# Match Class

In [52]:
#| default_exp match_class

In [53]:
#| hide
from nbdev.showdoc import show_doc
%load_ext autoreload
%autoreload 2

The autoreload extension is already loaded. To reload it, use:
  %reload_ext autoreload


In [54]:
from enum import Enum
from itertools import product
from collections import defaultdict

### Overview
The following module defines the **Match class**, that will be used by the Matcher module later. This class provides a subview to the graph which we attempt to transform, and is created based on some match from the LHS pattern to a subgraph of the input graph (Further explanations on the meaning of matches are included in the next module).

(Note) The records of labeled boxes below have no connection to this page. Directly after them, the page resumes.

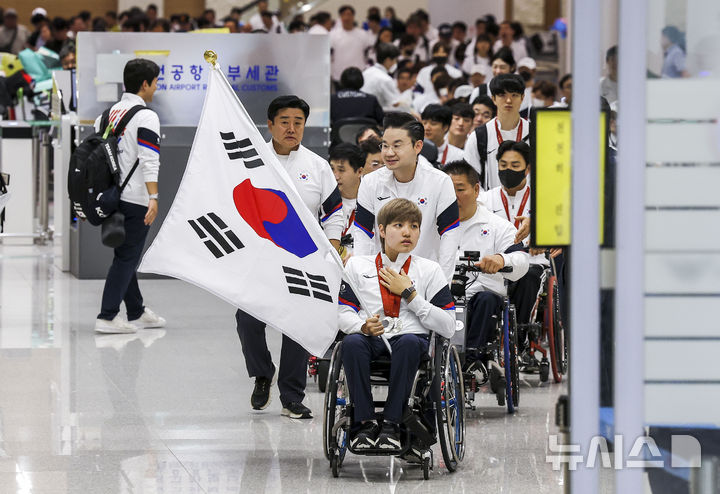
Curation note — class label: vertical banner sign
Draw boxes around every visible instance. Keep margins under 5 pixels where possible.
[530,108,608,248]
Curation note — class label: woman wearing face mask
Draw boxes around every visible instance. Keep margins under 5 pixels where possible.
[417,41,463,91]
[470,47,516,101]
[462,34,493,76]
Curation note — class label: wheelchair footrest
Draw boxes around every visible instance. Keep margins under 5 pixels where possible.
[402,408,437,448]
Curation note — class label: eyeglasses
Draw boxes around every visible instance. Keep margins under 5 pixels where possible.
[380,141,410,153]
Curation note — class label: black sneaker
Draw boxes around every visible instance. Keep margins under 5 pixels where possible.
[281,401,312,419]
[350,422,380,449]
[250,372,277,410]
[375,422,401,449]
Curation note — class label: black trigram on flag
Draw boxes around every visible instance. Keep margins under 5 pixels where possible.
[283,266,333,303]
[220,132,264,168]
[188,213,245,258]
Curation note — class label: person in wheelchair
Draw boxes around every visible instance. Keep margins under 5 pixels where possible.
[443,160,529,372]
[484,141,550,371]
[339,199,455,450]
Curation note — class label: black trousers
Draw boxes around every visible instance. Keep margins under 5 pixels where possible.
[235,310,310,407]
[98,201,150,321]
[465,292,503,360]
[342,333,430,424]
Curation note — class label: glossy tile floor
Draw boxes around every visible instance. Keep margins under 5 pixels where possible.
[0,246,566,494]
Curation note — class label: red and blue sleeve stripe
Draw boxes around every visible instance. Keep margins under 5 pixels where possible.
[138,127,160,154]
[353,203,375,238]
[430,285,455,310]
[437,201,460,235]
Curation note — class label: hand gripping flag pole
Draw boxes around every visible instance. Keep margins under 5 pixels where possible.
[204,50,392,355]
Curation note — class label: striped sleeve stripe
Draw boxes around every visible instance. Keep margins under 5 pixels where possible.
[320,203,342,222]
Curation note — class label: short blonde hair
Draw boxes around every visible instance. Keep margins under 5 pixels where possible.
[377,198,422,252]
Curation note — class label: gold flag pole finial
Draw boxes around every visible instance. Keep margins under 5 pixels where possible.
[205,50,217,68]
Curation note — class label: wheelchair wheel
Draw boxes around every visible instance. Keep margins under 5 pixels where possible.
[323,344,348,466]
[503,304,520,413]
[547,276,567,383]
[434,343,465,472]
[318,359,330,393]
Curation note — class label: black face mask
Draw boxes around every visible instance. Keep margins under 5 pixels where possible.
[498,168,525,189]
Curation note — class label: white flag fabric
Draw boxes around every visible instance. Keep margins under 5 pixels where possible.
[139,66,342,355]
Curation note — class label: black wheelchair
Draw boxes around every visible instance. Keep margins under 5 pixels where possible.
[519,253,568,383]
[450,251,520,413]
[323,333,465,480]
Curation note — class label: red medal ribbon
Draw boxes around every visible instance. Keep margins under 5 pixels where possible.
[495,118,522,146]
[375,254,412,317]
[500,187,530,228]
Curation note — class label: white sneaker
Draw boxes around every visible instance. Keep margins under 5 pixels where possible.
[95,315,138,334]
[131,307,166,329]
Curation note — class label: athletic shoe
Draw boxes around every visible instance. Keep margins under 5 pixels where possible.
[95,315,138,334]
[375,422,400,449]
[250,368,277,410]
[350,422,380,449]
[282,401,312,419]
[130,307,166,329]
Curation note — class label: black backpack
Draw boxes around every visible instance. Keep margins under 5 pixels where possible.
[68,105,147,226]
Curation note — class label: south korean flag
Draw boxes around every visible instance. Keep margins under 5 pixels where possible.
[139,59,342,355]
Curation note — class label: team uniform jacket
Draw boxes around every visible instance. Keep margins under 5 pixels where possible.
[482,182,550,266]
[338,252,455,338]
[465,117,530,190]
[268,140,344,240]
[352,161,460,283]
[458,203,530,299]
[95,93,160,207]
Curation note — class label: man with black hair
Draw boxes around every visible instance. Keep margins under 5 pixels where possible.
[417,41,463,96]
[443,160,528,374]
[330,142,365,251]
[353,113,459,283]
[447,103,475,150]
[361,43,400,111]
[472,94,497,130]
[330,67,384,125]
[95,58,165,333]
[235,95,343,419]
[330,5,374,82]
[422,105,463,165]
[600,45,617,105]
[465,74,530,190]
[483,141,550,367]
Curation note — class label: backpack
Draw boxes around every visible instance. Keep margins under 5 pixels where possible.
[475,125,487,189]
[68,105,146,226]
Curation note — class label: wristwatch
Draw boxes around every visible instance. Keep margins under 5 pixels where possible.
[400,285,415,300]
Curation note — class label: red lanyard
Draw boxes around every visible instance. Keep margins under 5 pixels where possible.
[343,209,355,235]
[500,187,530,228]
[495,118,522,146]
[375,254,412,317]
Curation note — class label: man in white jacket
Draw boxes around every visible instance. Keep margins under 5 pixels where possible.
[444,161,529,369]
[352,113,459,283]
[338,199,455,450]
[235,95,343,419]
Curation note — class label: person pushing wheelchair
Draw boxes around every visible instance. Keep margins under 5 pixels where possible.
[339,199,455,450]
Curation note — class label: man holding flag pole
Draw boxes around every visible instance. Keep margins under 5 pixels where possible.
[140,52,343,419]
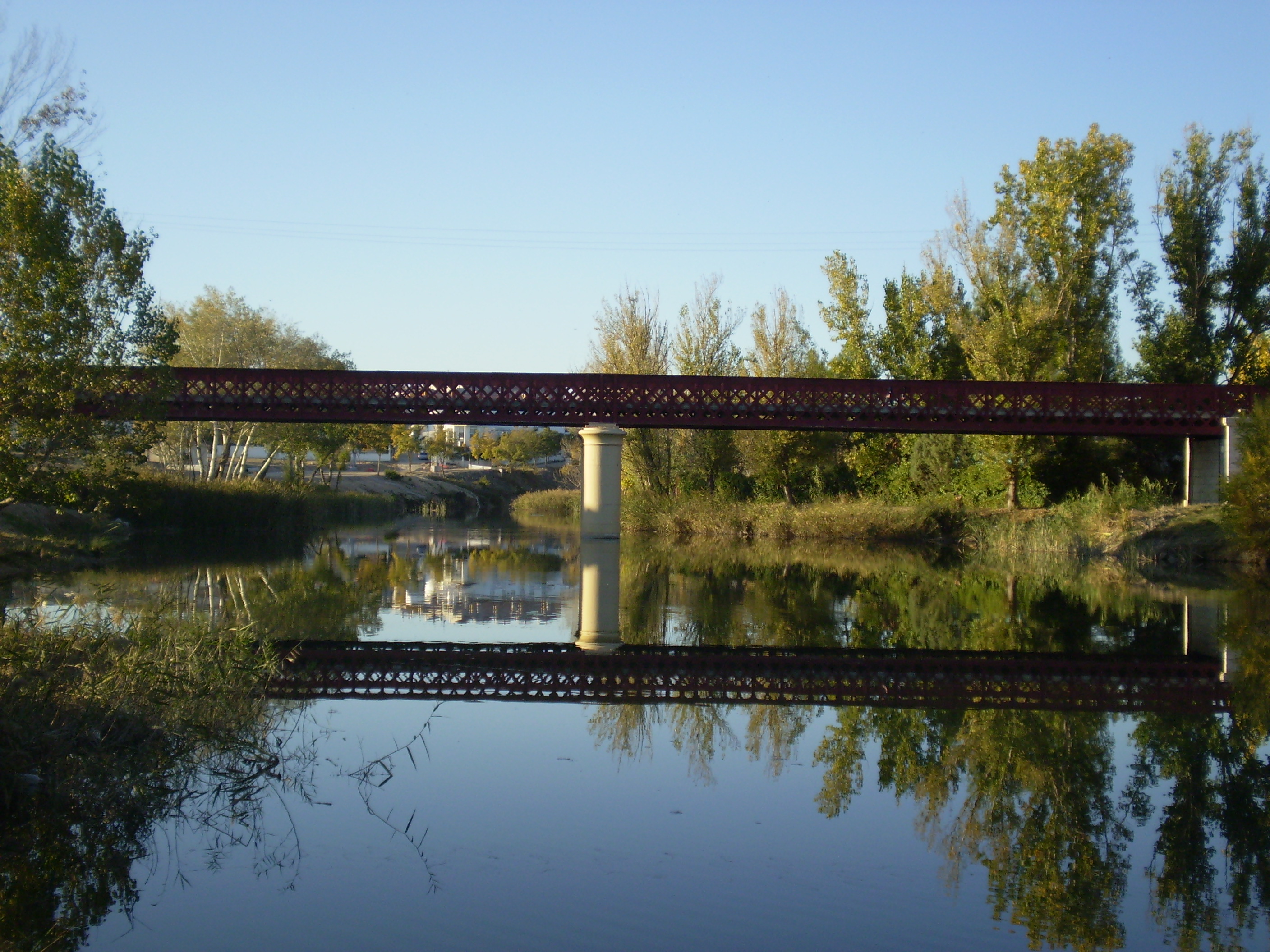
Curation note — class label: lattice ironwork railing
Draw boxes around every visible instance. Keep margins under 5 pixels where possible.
[85,367,1264,435]
[269,641,1229,712]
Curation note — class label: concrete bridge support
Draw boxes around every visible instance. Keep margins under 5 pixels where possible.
[578,537,622,651]
[578,423,626,538]
[578,423,626,651]
[1183,416,1243,505]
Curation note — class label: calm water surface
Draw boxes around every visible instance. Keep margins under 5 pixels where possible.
[10,519,1270,952]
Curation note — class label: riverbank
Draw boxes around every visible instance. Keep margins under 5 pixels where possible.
[339,467,559,517]
[512,487,1260,565]
[0,472,408,577]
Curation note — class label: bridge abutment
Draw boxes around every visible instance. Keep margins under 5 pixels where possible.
[1183,416,1243,505]
[578,423,626,538]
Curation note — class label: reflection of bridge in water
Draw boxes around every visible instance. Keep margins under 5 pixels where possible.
[269,641,1229,714]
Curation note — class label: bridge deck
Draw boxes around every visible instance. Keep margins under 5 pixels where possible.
[269,641,1229,712]
[109,367,1262,437]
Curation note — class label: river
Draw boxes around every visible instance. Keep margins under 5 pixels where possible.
[8,518,1270,952]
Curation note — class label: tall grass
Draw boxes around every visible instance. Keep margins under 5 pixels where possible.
[968,477,1169,557]
[98,473,404,541]
[0,612,288,949]
[512,489,582,519]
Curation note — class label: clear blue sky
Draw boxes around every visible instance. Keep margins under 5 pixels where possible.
[9,0,1270,371]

This subview is set such that read-write operations can be done on nodes and edges imperatively, based on their symbolic name (the node/edge they match in the pattern) rather than their actual name in the input graph. That is, we can access nodes and edges in the input graph which were matched to the pattern (and only them), by using their corresponding names in the pattern. 

For each match found, the user of the library will recieve its correpsonding Match object, which can be used for imperative side effects.

### Requirements

In [55]:
#| export
import networkx as nx
from networkx import DiGraph
from typing import *
from graph_rewrite.core import _create_graph, draw, GraphRewriteException, NodeName, EdgeName

### Example
Assume that we have an input graph $G$:

In [56]:
draw(_create_graph(['A','B','C','D','E'], [('A','B'), ('A','C'),('D','E')]))

And a pattern which looks like:

In [57]:
draw(_create_graph(['1','2','3'], [('1','2'), ('1','3')]))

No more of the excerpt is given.